Verboten! Cross Cultural NPS Comparisons

closeup photo of

I was prepared for the worst.

It was a short domestic flight in France so I thought I would gamble on EasyJet.

I had some experience with “ultra low cost” airlines in the states so I assumed that EasyJet would be the same. I braced for the worse: an old rickety airplane, upcharge for every small amenity with sparse and sub-par customer service.

I was pleasantly surprised. While they did charge for baggage and amenities they were very upfront about everything from booking forward. The plane was older, but clean and freshly painted. The customer service was helpful, knowledgeable, friendly, and polite. We even got “speedy” boarding because I was traveling with my family. All in all our EasyJet experience was much better than the majority of domestic carriers I experience regularly in the United States.

Does EasyJet do well in NPS? According to npsbenchmarks.com EasyJet ranks at a -16. Not good. This is far below the mainline carriers such as British Airways, Lufthansa, or other carriers In Europe. But when your point of comparison is US domestic providers they kick it out of the football arena (or at least through that net thing at the end of the field).

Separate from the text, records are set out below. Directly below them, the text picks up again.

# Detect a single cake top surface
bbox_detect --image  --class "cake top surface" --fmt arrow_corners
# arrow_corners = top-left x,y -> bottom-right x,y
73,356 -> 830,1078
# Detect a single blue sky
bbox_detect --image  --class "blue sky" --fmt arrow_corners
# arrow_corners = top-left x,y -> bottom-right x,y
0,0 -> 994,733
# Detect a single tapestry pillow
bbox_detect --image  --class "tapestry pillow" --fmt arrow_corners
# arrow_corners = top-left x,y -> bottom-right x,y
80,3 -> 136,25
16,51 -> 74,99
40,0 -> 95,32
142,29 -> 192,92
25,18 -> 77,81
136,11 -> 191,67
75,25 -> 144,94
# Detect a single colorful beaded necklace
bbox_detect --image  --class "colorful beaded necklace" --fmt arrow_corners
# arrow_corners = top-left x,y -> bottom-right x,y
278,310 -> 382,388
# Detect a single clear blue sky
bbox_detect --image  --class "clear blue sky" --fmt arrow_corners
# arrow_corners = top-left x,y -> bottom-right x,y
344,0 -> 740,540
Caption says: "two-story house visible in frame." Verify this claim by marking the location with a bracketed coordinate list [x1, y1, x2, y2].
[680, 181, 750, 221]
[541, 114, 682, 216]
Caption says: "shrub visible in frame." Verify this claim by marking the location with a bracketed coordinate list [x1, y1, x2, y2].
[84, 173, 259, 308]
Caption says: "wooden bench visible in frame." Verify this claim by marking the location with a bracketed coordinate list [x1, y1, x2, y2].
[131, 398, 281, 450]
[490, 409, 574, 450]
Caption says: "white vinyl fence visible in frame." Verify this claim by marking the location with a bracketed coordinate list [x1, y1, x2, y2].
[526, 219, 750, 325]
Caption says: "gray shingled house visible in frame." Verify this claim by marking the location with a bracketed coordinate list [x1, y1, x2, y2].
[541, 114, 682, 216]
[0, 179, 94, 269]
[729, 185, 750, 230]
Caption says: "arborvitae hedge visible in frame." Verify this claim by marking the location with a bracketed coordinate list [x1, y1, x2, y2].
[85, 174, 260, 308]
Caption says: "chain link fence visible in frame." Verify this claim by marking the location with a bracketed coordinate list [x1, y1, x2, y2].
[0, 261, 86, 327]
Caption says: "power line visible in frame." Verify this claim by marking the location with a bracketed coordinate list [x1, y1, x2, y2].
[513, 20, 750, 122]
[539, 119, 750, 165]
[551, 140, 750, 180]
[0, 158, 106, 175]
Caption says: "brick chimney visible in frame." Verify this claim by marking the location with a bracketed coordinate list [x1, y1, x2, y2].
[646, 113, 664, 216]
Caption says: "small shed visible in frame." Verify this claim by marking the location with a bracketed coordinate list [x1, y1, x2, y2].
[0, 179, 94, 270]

Did they have a good day? Maybe. But based on my experience traveling both in the US and Europe, air travel in Europe is a dream compared to the United States.

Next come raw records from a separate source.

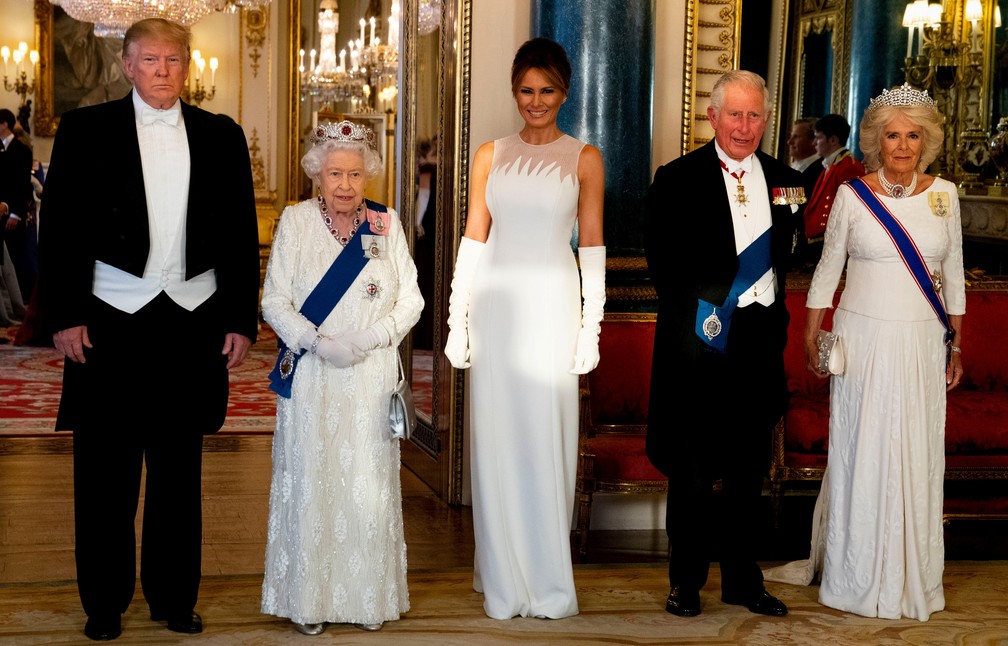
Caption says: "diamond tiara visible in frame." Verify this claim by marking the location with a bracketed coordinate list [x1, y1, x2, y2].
[311, 121, 378, 151]
[868, 83, 938, 112]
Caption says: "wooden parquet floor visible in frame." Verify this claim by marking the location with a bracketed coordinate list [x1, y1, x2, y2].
[0, 435, 1008, 646]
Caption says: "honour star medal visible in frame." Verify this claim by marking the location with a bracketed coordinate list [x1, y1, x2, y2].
[704, 307, 721, 341]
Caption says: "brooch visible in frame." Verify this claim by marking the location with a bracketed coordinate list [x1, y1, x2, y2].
[361, 234, 388, 259]
[364, 282, 381, 300]
[773, 186, 805, 207]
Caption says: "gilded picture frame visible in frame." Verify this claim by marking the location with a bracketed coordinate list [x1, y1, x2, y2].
[34, 0, 132, 137]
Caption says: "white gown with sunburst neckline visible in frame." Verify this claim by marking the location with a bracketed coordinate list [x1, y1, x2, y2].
[469, 135, 585, 619]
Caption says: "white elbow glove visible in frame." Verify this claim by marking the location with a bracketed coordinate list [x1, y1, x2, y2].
[340, 321, 392, 352]
[445, 238, 487, 370]
[314, 337, 364, 368]
[571, 247, 606, 375]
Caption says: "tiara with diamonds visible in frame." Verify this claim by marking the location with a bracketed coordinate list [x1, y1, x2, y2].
[868, 83, 938, 112]
[311, 121, 378, 151]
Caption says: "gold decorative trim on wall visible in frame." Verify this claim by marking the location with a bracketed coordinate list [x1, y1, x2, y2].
[682, 0, 742, 154]
[242, 9, 269, 78]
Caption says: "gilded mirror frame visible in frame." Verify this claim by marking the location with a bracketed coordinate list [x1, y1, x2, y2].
[286, 0, 472, 504]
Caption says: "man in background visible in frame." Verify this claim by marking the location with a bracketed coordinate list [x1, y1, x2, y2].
[39, 18, 259, 640]
[803, 114, 865, 268]
[0, 108, 38, 303]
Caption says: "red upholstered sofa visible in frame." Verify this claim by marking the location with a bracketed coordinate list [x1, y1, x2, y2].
[574, 313, 668, 557]
[770, 281, 1008, 520]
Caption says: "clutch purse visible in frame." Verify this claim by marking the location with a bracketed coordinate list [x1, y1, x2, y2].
[816, 330, 845, 375]
[388, 352, 416, 439]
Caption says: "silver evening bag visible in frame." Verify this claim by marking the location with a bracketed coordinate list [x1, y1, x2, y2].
[388, 351, 416, 439]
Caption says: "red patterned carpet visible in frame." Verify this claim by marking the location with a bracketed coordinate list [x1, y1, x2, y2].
[0, 327, 276, 435]
[0, 326, 430, 435]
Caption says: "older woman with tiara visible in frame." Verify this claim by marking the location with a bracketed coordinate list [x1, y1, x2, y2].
[262, 121, 423, 635]
[768, 85, 966, 621]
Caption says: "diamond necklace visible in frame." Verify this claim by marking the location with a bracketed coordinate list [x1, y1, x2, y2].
[319, 196, 364, 247]
[878, 168, 917, 200]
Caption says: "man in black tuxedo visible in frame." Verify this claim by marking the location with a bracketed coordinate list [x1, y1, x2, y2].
[0, 108, 37, 302]
[644, 71, 801, 617]
[39, 18, 259, 640]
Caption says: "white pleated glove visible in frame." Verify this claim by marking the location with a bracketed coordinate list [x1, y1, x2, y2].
[340, 321, 392, 352]
[445, 238, 487, 370]
[571, 247, 606, 375]
[314, 337, 364, 368]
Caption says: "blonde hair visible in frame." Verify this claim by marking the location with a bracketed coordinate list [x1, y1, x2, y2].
[123, 18, 193, 60]
[859, 105, 944, 172]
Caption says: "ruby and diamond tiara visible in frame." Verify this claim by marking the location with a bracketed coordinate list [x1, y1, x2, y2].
[311, 121, 378, 150]
[868, 83, 937, 112]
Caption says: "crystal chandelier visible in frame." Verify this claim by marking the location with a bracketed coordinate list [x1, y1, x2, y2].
[298, 0, 399, 113]
[51, 0, 270, 38]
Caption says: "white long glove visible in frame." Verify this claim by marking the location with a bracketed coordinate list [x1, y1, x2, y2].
[316, 337, 364, 368]
[297, 330, 365, 368]
[445, 238, 487, 370]
[571, 247, 606, 375]
[340, 321, 392, 352]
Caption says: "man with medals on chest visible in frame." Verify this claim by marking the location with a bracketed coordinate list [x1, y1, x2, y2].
[644, 71, 804, 617]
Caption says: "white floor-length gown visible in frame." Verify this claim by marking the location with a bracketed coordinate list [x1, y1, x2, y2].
[262, 200, 423, 624]
[469, 135, 585, 619]
[774, 178, 966, 621]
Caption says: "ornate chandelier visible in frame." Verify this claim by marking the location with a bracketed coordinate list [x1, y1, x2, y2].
[51, 0, 269, 38]
[298, 0, 399, 113]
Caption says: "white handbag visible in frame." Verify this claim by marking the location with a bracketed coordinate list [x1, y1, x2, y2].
[816, 330, 846, 375]
[388, 351, 416, 439]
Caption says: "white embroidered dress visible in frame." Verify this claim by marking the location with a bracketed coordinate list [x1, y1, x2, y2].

According to the same site, all US providers are in the positive side of NPS with Southwest at 62, Jet Blue at 59, Delta at 41, United at 10, and American Airlines at 3. Would it be fair to conclude EasyJet has worse service than all the mainstream US providers? Based on NPS alone you might be tempted to say yes.

I would argue it is an unfair and unwise comparison. In fact, this is one of three fundamental reasons why cross-cultural comparisons of many attitudinal metrics (including NPS) are fraught with problems that make their comparison problematic.

Reason 1: Your Experience Sets the Baseline

First, as illustrated in my EasyJet example, your past experience will strongly influence the baseline for your future comparisons. If you have always had nearly flawless experience with shipping in the United States and Europe and then you move to a developing country, of course you are going to be disappointed. Reverse the situation and you will be ecstatic.

This baseline effect is one of the reasons why older car buyers are generally more pleased with the experience of purchasing a vehicle than younger buyers. I remember the youth-oriented Scion brand getting trounced in JD Power rankings when they launched. Their scores were much worse than even the Toyota parent brand. What was really strange was Toyota invested heavily in training and new customer friendly processes for a brand which was housed within Toyota dealerships. Was the Scion customer experience bad? Nope, they just focused on younger buyers who had different (higher) expectations.

This “experience” gap has been usefully exploited by startups such as Lemonade, Uber, Airbnb, and others to disrupt whole industries. Your baseline experience will influence your metrics. Are they real differences? They are to your customers. Can you compare them? You should do so with great care.

Reason 2: Lack of Language Equivalency

Another major issue is the concept of language equivalency. The word “good “ or “would recommend” in English does not always hedonically translate equivalently into other languages. Take for example the word “malo” in Spanish. I am not an expert in Spanish, but my understanding it is that is not good, but probably not as bad as “terrible” but probably not as good as “poor”. I am sure there are better examples, but you get the idea.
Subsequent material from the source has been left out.